The teenager, from Leeds, was taken on a sham holiday by her parents, who beat her to pressure her into going through with the wedding.
They told her she would be expected to have a child with her cousin once she had married him and would "bring shame" upon the family if she did not, Leeds Crown Court heard.
On Tuesday, a jury of 11 men and one woman convicted her parents of forced marriage following a three-week trial.
The couple, who cannot be named to protect their daughter's anonymity, were also found guilty of using violence, threats or coercion to force her into the wedding.
The verdict came less than a week after a woman was jailed for four-and-a-half years at Birmingham Crown Court for forcing her daughter to marry in Pakistan. That conviction was the first successful prosecution of its type in the UK.
Jurors in the Leeds case heard the girl’s parents had told her they were going on a six-week holiday to Bangladesh to visit relatives and celebrate Eid.
However, just days after arriving on 3 July 2016, she was told by her father that he had found a husband for her.
“He said ‘I have planned this for years, the guy is really suitable, I’ve given him money for university, and he’s a really attractive guy for round here’,” the victim told the court in a pre-recorded video.
“He was trying to get me to say yes, but at no point did I say yes. I thought it was disgusting because it was my first cousin and stood my ground.”
The teenager was told she would “live like a queen” and that rejecting the proposal would “bring shame” on her parents.
She said: “As the days went by, verbal abuse turned to physical abuse and my dad hit me over the head one day.

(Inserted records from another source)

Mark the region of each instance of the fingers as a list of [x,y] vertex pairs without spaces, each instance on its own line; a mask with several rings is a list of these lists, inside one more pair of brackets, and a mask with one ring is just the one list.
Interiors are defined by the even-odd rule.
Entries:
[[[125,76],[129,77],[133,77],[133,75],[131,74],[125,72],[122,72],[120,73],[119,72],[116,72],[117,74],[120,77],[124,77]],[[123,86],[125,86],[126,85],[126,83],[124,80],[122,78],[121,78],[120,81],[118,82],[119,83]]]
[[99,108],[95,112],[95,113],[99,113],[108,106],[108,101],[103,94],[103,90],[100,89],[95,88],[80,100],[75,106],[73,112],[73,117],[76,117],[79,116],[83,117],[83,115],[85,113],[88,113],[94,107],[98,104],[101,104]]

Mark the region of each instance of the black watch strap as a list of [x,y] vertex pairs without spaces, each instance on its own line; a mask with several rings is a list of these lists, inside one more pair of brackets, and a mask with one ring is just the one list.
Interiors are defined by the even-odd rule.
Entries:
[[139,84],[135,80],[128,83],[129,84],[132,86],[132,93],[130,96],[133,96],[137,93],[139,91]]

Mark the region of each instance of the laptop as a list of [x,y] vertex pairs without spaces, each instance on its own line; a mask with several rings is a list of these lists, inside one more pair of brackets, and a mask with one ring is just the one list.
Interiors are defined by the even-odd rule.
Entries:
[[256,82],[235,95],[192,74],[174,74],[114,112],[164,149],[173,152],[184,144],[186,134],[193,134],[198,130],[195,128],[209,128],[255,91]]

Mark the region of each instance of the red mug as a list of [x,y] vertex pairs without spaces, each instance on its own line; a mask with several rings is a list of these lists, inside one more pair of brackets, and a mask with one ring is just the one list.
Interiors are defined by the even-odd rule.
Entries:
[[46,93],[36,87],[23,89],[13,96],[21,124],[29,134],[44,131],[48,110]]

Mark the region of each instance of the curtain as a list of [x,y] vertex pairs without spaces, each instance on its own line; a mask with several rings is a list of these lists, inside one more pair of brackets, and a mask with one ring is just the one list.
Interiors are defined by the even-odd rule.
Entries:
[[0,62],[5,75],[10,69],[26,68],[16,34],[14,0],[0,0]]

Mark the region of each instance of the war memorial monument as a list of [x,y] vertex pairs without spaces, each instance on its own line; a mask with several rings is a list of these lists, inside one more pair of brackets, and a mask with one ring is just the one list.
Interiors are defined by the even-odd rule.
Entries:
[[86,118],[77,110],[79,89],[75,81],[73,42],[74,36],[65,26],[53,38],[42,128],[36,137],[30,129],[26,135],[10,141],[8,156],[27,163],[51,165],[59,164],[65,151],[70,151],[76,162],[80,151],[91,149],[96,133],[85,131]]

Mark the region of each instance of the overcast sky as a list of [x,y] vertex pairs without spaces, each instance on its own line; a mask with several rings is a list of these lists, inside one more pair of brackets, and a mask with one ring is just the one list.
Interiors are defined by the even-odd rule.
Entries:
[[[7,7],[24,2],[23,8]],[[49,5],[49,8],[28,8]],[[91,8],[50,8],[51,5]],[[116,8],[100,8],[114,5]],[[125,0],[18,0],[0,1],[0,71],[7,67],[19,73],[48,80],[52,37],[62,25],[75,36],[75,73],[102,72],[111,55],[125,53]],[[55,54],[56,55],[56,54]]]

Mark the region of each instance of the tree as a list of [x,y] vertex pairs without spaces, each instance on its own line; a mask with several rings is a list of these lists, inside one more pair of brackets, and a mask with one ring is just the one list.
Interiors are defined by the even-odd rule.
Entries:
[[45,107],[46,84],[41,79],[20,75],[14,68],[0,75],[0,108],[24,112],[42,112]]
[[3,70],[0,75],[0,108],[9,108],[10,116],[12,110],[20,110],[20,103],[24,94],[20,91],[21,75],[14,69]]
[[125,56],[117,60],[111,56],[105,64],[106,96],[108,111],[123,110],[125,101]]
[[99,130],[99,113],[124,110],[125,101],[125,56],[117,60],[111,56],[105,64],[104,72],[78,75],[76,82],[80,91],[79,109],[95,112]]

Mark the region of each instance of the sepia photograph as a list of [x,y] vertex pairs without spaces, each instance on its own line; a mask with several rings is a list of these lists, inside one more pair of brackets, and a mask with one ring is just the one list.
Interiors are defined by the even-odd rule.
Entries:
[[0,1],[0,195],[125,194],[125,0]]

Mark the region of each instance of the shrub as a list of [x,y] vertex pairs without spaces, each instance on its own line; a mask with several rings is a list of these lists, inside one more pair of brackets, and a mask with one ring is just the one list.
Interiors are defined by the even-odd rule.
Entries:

It was so bad that the whole room literally went black.”
Her mother pressured her father into hitting her again in the hope it would stop her “rebelling” against the marriage, the court heard.
The teenager, who was studying for her A-levels at the time, had told her mother that even if she was forced to marry she would file a report to authorities informing them of what had happened.
“But my mum said there was no way that that would happen, because they were going to leave me there for a year so that I would get pregnant so that [her cousin] could get a visa,” she told the jury.
With the help of her younger sister, she was able to contact the British High Commission, who rescued her days before the wedding was due to take place.
She also contacted her boyfriend, who was alerted British police.
Her parents will be sentenced at the same court on 18 June.
Bangladesh does not have a specific law criminalising forced marriage, but a couple are each required to consent for a wedding to be valid.